Aunque este tema ya lo hemos contado en otro punto del blog, lo cierto es que lo hemos contado desde el punto de vista que más nos interesa a nosotros, que es el español. Visto desde el punto de vista internacional, hay que decir que Leopoldo nunca se sintió especialmente tentado de aceptar la oferta. Quien realmente la preconizó y defendió fue Bismarck. En febrero de 1870, urgido por la marcha de los asuntos en España y a la vista de la debilidad de las intenciones de Leopoldo, Prim volvió a la carga. No fue hasta este momento que Bismarck le reveló sus planes a su jefe el káiser. Guillermo quedó muy sorprendido y reunió a una especie de gabinete de crisis en el que estuvieron Antonio y Leopoldo de Hohenzollern, Bismarck, Moltke y Roon. Todos, menos Leopoldo, estaban por la aceptación. Pasaron unos días y Leopoldo no cambió de opinión. De hecho, de su misma opinión fue su hermano menor Frederic. Estamos en marzo de 1870 y, por lo tanto, el tema Hohenzollern-Sigmarinen parecía haber llegado a una vía muerta.
Pero, claro, Bismarck era mucho Bismarck. El canciller sabía que Karl Anton Joachim Zephryrinus Friedich Meinrad Fürst von Hohenzollern-Sigmarinen, el príncipe Antonio, padre de Leopoldo y de Frederic, tenía muchas ganas de que otro de sus hijos fuese rey. Así las cosas, el canciller exhortó a Prim a hacer un nuevo ofrecimiento; ofrecimiento que, sin embargo, le debería llegar a él directamente; no quería a las cámaras implicadas en el asunto. Prim envió a Prusia a un agente suyo, llamado Salazar, quien fue recibido por Leopoldo y comenzó a comerle la oreja hasta que consiguió arrancarle un sí. El 21 de junio, y a pesar de sus muchas dudas al respecto, el príncipe Leopoldo establecía su aquiescencia a la aceptación de la corona de España a través de un escrito que, como digo, Bismarck poco menos que le arrancó de los dedos.

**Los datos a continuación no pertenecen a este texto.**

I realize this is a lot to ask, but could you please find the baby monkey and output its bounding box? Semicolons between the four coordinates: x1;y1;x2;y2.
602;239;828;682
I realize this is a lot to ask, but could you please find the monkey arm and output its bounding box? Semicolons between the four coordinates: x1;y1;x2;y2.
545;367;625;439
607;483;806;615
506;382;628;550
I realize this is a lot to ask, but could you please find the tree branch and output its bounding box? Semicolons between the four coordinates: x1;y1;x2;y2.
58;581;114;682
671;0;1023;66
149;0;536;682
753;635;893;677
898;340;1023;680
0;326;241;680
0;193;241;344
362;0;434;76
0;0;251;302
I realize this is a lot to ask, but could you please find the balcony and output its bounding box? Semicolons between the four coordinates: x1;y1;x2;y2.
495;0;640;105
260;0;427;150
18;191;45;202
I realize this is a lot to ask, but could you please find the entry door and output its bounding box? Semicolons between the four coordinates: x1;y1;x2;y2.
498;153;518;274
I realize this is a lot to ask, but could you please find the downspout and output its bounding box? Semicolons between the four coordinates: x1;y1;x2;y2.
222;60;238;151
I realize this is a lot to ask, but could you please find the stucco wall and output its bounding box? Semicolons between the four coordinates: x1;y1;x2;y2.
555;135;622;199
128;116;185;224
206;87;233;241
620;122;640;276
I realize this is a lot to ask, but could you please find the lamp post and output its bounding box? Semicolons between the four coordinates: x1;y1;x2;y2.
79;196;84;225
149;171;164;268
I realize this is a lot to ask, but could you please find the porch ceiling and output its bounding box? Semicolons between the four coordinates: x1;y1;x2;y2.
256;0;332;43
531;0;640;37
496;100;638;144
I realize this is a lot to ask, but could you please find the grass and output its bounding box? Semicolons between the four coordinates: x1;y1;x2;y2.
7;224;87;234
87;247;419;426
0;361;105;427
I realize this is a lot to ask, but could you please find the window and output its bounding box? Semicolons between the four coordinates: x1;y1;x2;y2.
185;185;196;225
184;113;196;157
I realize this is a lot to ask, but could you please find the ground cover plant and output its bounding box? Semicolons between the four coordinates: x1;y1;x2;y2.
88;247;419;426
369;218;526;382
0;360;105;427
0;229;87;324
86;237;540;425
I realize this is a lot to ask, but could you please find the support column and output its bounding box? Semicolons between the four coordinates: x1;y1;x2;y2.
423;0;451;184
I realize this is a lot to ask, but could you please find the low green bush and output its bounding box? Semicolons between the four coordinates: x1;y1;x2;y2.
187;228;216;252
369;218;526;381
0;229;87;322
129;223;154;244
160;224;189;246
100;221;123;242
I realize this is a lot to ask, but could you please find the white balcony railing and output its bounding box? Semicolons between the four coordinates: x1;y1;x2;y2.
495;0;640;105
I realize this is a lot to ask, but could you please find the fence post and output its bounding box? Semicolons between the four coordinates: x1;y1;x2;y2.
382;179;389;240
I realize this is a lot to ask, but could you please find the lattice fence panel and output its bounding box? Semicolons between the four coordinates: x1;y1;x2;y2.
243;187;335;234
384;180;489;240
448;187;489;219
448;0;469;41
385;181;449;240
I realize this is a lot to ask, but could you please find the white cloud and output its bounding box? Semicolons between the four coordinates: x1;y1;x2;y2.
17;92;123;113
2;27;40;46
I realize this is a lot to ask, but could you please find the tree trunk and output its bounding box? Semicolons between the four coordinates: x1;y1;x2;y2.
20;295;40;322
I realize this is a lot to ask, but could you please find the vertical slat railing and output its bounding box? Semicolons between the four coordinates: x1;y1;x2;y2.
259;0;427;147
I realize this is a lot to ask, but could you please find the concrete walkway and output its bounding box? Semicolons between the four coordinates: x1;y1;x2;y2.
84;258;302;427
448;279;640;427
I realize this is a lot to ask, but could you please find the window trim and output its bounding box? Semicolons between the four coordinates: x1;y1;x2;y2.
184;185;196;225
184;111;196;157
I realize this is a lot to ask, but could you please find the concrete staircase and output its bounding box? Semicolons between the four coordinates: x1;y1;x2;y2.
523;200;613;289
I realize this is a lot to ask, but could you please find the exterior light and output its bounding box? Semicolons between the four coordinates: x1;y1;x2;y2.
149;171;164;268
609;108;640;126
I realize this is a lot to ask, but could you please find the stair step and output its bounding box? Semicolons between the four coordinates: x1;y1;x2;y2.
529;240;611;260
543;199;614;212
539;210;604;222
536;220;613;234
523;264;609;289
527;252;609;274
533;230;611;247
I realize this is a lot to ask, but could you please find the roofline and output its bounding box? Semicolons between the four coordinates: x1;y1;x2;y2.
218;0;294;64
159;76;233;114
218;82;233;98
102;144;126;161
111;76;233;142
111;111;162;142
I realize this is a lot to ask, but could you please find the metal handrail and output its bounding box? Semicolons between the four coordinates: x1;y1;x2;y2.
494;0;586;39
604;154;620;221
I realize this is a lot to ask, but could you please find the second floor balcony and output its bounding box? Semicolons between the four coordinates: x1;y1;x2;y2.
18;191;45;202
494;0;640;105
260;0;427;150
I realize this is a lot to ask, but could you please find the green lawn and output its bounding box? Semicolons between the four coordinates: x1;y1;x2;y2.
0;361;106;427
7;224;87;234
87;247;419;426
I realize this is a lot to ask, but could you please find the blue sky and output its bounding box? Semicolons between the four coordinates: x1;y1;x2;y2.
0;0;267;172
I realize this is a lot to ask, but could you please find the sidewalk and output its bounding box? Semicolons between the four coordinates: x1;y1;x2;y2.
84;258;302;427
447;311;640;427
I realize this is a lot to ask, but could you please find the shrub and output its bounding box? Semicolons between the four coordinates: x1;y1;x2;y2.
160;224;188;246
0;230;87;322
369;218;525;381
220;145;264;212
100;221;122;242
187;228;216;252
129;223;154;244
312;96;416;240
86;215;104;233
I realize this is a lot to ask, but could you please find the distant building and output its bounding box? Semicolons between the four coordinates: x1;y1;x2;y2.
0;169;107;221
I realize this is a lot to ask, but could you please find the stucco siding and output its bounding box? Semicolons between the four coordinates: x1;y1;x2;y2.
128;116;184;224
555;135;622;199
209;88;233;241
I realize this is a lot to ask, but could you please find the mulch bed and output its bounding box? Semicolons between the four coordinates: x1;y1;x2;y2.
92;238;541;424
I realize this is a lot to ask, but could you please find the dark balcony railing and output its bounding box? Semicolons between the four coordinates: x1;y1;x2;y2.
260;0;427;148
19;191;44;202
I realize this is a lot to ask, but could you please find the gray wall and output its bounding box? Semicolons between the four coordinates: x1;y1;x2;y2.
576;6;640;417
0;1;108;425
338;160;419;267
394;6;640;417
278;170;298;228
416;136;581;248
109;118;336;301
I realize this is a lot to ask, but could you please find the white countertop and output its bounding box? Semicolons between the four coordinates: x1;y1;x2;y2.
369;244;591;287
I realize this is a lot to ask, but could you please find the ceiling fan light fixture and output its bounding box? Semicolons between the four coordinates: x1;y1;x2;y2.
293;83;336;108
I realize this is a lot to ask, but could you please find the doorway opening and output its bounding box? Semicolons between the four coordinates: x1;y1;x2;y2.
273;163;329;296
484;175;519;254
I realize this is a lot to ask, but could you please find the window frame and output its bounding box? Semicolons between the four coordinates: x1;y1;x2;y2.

El general Prim, que para unas cosas era muy listo pero para otras era un lerdo en modo experto, una vez que recibió la noticia de que ya tenía un rey alemán para España, que era lo que en el fondo quería (de hecho, yo creo que su famosa frase, enigmática tras su asesinato, en el sentido de que conocía la fórmula para estructurar el régimen español, tenía que ver con la llegada de Sigmarinen); el general Prim, digo, a la recepción de las noticias se las guardó para sí, pues no se fiaba una mierda del resto de espadones que lo habían acompañado en Alcolea. Y se aprestó a organizar un viaje a Vichy porque, como digo, en su sobradismo desinformado, estaba convencido de que convencería al emperador de los franceses antes de que pasara la hora del aperitivo.
Todo este montaje, sin embargo, saltó por culpa de una exclusiva periodística. El periódico La Época, fuese porque tuviera un excelente corresponsal en Berlín o fuese, simple y llanamente, porque Bismarck lo eligió para la labor, publicó con bombo y platillo la noticia de la aceptación de Leopoldo. Prim, que había confiado en llegar a Luis Napoleón en el mayor de los secretos, se encontró con un monsieur Mercier, que así se llamaba el embajador francés en Madrid, encabronado y enrojecido de la mala hostia, delante de él; y le tuvo que confirmar que las informaciones eran ciertas.